Leer en voz alta:
Contrariamente a la creencia popular, no se recomienda leer en voz alta o aún susurrar palabras mientras se lee. Tratar de pronunciar bien las cosas cuando se leen retarda su paso.
También sus ojos se mueven más rápido de lo que usted habla, así que la lectura oral o aún más las palabras pronunciadas bajo su respiración pueden atrasar la lectura.
Leer cada palabra linealmente:
Puesto que su mente trabaja más rápido que la voz interna que usted utiliza para leer tiende a apagarse y usted comenzará a pensar en otras cosas. Por eso tendrá que volver a releer.

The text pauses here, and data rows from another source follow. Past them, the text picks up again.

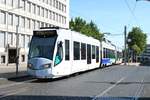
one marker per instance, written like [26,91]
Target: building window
[2,59]
[16,3]
[83,51]
[38,10]
[50,2]
[28,23]
[2,38]
[46,13]
[22,4]
[28,7]
[22,42]
[23,58]
[76,50]
[9,2]
[16,20]
[33,24]
[57,4]
[50,15]
[10,19]
[3,18]
[10,38]
[33,10]
[67,50]
[42,12]
[22,22]
[2,1]
[93,52]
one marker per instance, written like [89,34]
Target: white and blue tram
[56,52]
[109,55]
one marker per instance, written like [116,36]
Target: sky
[112,15]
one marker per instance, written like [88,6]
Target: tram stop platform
[9,71]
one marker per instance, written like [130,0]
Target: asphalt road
[115,82]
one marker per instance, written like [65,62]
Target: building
[145,57]
[18,18]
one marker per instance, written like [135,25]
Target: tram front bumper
[44,73]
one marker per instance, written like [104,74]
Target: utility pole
[125,45]
[17,50]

La lectura en “Z” mantiene su mente desafiada, de modo que no consigue perderse, forzándola a prestar atención en las palabras y conceptos que usted lee.
Relectura:
Incluso si usted no entiende un concepto bien, generalmente se explica completamente más adelante en el cuerpo del texto. Si usted se preocupa porque no entiende lo que está leyendo, será imposible leer rápido y que el resto del texto tenga sentido. Su mente estará más concentrada mientras más preocupado esté usted.
Ahora sí, ¡comience!:
Siempre es importante ajustar su velocidad de lectura a lo que usted está leyendo,
pero si usted está leyendo un documento más importante con términos que desconoce (y por supuesto si tiene que firmarlo), tómese el tiempo necesario para releerlo.